In the perturbed (SP1 knockdown) condition, the top 10 ranked epicenters consist of 14 genes. 5 genes are assigned the same rank due to similar activity and connectivity. Out of the 14 epicenters, 5 genes, namely GPRC5A, EBF1, PTPN4, FAS and ADCK2 were differentially expressed. GPRC5A, EBF1 and PTPN4 genes play important roles in development, cellular growth, and differentiation [20]. FAS is involved in physiological regulation of programmed cell death. The function of ADCK2 is not yet clear. In the control condition, top 10 epicenters include 50 genes, with 30 genes being ranked 7 th and 9 genes being ranked 2 n d due to similar activity. In this case, SP1 appeared as the 10 th ranked epicenter.

Immediate influence zone
The immediate influence zone of the top 10 epicenters was constructed as a combined network. The targets of SP1 and their first interactors were added to this network, and the entire network was pruned to retain only epicenters, targets of SP1, differentially expressed genes, and genes which were essential for the connectivity of the graph. This pruned graph contains 142 nodes and 228 edges, and is shown in Fig. 5 a. Analysis of the graph showed that epicenters were generally indirect regulators of the targets of SP1. This could indicate that alternative methods of regulating SP1 targets gained importance due to the knockdown of SP1. Many targets of SP1 were found in the highest activity paths which trace back to the epicenters. For example, MYC and TP53 were highlighted as important genes regulated by SP1, and 10 regulators of MYC were ranked as epicenters, with 5 of them being assigned the same rank due to similar activity. The paths tracing back to the epicenters clearly illustrate the cascade of influence of the epicenters to the targets of SP1, involving mediator genes. The most prominent mediator genes in the SP1 knockdown condition are EEF1A1 and HSPA8. EEF1A1 is regulated by 7 epicenters, of which FAS, EBF1 and PTPN4 are differentially expressed. EEF1A1 in turn regulates 5 targets of SP1, of which EP300 is differentially expressed. EP300 is a transcriptional co-activator protein, and is important in the processes of cell proliferation and differentiation.
Fig. 5

Case study 2 (SP1 knockdown in HeLa cell line). Influence zone of the top 10 epicenters was constructed from the condition-specific highest activity network and enriched with the targets of SP1 and their immediate neighbors. This network was pruned to retain only epicenters, SP1 targets, differentially expressed genes, and the genes connecting them. Nodes with a hexagonal shape represent epicenters, a golden border around the node indicates SP1 target, and a pink border around the node indicates mediator gene. The rank of each epicenter is written next to it in red. (a) SP1 knockdown condition. 14 genes occur in the list of top 10 epicenters (5 genes correspond to rank 5). (b) Control condition. 50 genes correspond to top 10 epicenters. 30 genes correspond to rank 7, and regulate MYC, a target of SP1. Similarly, 9 genes correspond to rank 2, and regulate CEBPB

Since the data being analysed is of knockdown of a transcription factor (SP1), we investigate the targets regulated by SP1 by focusing on the highest activity network specific to the control condition. The influence zone for the epicenters with top 10 ranks was constructed and pruned as in the perturbed condition. This graph contains 125 nodes and 168 edges, and is shown in Fig. 5 b. MYC and CEBPB emerged as important genes in this condition. MYC is a direct target of SP1, and also regulates other targets of SP1. CEBPB is an important mediator gene, which regulates 4 targets of SP1, and is regulated by 9 epicenters, all of which were ranked 2 n d .

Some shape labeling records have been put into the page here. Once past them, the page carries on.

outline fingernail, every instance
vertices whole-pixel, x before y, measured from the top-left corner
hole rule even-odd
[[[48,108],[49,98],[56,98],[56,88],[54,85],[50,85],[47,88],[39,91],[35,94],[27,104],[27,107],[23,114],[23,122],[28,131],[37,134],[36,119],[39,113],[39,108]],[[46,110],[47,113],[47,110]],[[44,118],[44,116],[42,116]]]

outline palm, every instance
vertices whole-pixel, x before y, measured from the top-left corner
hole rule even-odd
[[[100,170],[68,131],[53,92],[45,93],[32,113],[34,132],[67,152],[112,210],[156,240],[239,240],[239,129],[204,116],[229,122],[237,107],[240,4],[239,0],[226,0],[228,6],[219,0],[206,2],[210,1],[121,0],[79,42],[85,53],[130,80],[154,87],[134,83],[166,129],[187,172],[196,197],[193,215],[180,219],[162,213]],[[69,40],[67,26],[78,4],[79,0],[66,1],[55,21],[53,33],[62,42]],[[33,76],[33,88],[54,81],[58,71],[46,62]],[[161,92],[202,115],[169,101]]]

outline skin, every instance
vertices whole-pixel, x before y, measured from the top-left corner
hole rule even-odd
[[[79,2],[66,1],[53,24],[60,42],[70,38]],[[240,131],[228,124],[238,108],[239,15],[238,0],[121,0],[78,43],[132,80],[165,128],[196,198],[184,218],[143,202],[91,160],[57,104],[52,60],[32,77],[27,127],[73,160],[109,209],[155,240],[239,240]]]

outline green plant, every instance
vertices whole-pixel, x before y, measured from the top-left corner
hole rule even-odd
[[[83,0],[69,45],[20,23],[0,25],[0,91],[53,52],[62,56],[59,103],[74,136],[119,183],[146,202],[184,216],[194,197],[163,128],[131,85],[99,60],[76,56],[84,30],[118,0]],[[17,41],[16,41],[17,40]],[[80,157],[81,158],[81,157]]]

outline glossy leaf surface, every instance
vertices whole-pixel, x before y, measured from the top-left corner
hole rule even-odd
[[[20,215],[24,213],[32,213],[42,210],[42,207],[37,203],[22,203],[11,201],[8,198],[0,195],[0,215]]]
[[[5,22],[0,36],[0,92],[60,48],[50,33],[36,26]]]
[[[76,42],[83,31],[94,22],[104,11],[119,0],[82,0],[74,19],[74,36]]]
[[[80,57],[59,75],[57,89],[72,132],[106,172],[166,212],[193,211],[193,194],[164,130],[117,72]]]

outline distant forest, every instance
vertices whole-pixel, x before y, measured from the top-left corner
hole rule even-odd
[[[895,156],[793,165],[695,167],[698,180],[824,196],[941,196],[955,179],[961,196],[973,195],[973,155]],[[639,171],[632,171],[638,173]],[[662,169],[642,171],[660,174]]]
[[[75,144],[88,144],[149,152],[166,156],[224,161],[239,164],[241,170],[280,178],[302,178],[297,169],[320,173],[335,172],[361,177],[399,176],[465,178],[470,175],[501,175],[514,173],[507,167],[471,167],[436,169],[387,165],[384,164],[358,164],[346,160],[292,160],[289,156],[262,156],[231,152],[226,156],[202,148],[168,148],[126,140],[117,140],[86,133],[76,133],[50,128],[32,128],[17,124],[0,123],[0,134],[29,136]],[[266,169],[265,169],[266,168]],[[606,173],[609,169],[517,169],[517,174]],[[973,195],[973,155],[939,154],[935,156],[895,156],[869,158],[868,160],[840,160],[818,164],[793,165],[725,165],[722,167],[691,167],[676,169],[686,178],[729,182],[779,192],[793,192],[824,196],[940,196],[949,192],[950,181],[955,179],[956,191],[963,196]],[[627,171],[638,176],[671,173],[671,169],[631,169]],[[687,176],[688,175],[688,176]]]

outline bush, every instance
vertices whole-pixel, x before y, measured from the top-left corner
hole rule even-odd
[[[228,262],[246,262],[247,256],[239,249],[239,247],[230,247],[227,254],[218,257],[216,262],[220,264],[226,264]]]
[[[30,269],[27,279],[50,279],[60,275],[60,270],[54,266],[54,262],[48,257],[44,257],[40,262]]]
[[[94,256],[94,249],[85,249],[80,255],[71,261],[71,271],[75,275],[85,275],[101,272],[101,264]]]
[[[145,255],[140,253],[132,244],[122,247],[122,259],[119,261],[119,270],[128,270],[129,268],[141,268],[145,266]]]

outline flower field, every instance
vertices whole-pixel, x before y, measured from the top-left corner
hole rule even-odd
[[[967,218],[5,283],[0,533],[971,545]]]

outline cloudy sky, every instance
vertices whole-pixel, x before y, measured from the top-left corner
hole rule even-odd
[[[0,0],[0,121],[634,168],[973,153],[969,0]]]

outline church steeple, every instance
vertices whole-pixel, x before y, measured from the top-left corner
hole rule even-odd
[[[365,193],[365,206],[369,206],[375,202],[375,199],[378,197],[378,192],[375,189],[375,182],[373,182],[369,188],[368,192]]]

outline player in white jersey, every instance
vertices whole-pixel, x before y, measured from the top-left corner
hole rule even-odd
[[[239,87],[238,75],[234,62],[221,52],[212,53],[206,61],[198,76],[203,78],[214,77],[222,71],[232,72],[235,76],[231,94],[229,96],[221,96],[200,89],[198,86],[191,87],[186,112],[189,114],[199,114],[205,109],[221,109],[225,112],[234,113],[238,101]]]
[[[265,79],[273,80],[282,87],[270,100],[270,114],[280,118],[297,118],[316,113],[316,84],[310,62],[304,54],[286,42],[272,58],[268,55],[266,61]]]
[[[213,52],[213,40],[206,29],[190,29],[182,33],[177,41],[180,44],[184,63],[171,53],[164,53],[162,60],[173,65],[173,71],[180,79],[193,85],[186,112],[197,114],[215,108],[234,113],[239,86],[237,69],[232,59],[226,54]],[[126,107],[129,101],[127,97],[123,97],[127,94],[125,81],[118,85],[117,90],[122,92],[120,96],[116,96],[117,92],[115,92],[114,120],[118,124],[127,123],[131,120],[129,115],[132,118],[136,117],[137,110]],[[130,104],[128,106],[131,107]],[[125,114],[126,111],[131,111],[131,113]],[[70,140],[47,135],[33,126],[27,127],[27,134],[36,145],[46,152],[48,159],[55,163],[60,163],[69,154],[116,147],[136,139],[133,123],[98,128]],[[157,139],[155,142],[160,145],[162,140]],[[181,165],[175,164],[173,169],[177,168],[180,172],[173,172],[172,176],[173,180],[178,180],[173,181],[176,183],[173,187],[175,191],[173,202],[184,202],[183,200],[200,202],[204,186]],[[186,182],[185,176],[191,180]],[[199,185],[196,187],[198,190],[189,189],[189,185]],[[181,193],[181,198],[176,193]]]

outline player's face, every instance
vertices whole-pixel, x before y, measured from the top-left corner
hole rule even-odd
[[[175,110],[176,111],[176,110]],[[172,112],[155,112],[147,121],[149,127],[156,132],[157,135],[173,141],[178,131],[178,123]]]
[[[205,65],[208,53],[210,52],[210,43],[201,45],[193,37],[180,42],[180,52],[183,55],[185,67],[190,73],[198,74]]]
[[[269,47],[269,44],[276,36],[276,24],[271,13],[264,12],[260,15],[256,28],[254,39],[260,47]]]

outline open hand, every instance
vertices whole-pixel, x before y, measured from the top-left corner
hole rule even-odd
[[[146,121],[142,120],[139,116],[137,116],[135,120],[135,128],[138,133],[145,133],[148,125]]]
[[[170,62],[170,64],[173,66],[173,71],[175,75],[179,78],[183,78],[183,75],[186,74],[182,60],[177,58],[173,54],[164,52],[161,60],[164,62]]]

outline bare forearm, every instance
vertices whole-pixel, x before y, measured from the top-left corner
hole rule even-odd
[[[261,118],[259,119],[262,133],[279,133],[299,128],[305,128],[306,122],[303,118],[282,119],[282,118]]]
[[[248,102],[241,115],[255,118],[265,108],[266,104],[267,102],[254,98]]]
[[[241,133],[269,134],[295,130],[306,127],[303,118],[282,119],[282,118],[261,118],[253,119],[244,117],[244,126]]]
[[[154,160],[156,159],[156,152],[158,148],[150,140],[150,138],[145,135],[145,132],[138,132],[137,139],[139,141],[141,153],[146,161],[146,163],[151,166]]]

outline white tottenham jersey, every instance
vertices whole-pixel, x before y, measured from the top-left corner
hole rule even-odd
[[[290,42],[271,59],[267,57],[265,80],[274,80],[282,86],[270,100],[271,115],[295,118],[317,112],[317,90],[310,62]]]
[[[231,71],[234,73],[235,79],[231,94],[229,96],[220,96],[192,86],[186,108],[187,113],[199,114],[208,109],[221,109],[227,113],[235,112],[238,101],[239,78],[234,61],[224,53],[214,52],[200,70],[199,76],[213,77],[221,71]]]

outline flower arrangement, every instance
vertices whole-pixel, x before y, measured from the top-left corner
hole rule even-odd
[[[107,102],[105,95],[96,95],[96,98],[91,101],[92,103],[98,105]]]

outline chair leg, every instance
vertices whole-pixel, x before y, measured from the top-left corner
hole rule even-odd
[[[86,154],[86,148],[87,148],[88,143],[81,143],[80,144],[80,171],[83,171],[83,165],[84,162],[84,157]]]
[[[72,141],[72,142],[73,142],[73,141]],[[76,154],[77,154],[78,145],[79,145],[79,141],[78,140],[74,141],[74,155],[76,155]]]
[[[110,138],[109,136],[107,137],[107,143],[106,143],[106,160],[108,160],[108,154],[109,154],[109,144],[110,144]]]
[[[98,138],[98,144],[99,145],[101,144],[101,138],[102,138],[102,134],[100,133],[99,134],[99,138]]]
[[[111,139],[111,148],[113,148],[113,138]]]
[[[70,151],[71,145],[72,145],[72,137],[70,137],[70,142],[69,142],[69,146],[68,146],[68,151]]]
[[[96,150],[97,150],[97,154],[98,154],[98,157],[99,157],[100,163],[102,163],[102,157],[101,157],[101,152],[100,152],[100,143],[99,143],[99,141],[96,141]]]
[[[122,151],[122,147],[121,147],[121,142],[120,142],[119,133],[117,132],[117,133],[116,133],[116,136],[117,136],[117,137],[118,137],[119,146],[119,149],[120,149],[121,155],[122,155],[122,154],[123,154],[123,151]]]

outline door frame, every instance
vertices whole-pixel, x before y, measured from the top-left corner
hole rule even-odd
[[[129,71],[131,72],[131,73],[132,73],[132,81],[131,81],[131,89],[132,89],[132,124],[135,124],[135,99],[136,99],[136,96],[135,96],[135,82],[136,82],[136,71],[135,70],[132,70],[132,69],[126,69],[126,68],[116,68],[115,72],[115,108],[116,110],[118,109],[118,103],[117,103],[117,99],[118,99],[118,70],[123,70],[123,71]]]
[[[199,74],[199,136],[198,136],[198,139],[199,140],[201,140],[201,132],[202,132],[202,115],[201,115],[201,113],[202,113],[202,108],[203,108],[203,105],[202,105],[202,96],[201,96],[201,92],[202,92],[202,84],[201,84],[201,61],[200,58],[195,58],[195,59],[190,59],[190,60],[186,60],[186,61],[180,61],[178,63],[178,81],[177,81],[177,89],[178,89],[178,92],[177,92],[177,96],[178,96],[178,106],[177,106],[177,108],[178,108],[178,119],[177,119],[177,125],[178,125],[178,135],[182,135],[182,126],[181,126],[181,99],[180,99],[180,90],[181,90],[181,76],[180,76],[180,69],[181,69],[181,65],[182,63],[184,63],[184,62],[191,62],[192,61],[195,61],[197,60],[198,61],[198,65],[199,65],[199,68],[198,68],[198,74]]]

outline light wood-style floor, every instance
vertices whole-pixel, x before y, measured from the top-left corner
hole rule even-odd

In conjunction, the analysis of the two conditions revealed that the effect of SP1 knockdown spreads through 3 important hubs - MYC, CEBPB and TP53. Regulators of these important hubs were ranked as epicenters by our algorithm. MYC has 11 target genes which are differentially expressed. ZNFX1, TAF1D, NFX1, TFIIF and NFX1 are involved in tanscriptional and post transcriptional regulation [20]. CDKN2A activity leads to cell cycle arrest. ODC1 is an enzyme of polyamine metabolism and PFAS participates in purine metabolism [12]. Both metabolic pathways are necessary for DNA replication and transcription. NFX1 is mainly involved in inflammatory response. TP53 also regulates 11 genes, of which three genes, namely PTTG1, COPS5 and CDKN2A, are differentally expressed. COPS5 is one of the members of the COP9 signalosome which regulates mutiple signaling pathways [20]. PTTG1 is involved in cell cycle regulation. CEBPB regulates 10 gene in the control condition, of which two were differentally expressed - SP1 and INHBE.

Discussion

EpiTracer identifies nodes at which highly active paths originate and which are able to reach a large fraction of the active network. When annotated with the condition in which they are active, these nodes correspond to the most influential players in that specific condition and are termed epicenters. It is important to note that the epicenter does not necessarily correspond to the source of the perturbation.

EpiTracer can be expected to have wide applicability, demonstrated here by two entirely different datasets studied in this work. Since the algorithm focuses on active nodes and edges, the network on which the analysis is carried out must be chosen based on the context. As demonstrated in case study 1, analysing the perturbed highest activity network is preferable when the perturbation is expected to be an upregulation event. If the perturbation is expected to be a downregulation event, analysing the control highest activity network will yield the set of nodes which were influential before the knockdown (case study 2). An analysis of the perturbed highest activity network is also useful since it can yield a list of epicenters that are activated in the perturbed condition upon removal of the knocked-out regulator. If the nature of the perturbation is unknown, both highest activity networks should be analysed. A limitation of the algorithm is that the source of the perturbation may not appear in the highest activity networks if its expression level remains low both before and after the perturbation. In such cases EpiTracer will be able to highlight the highly active nodes close to the source of the perturbation, but not the source itself.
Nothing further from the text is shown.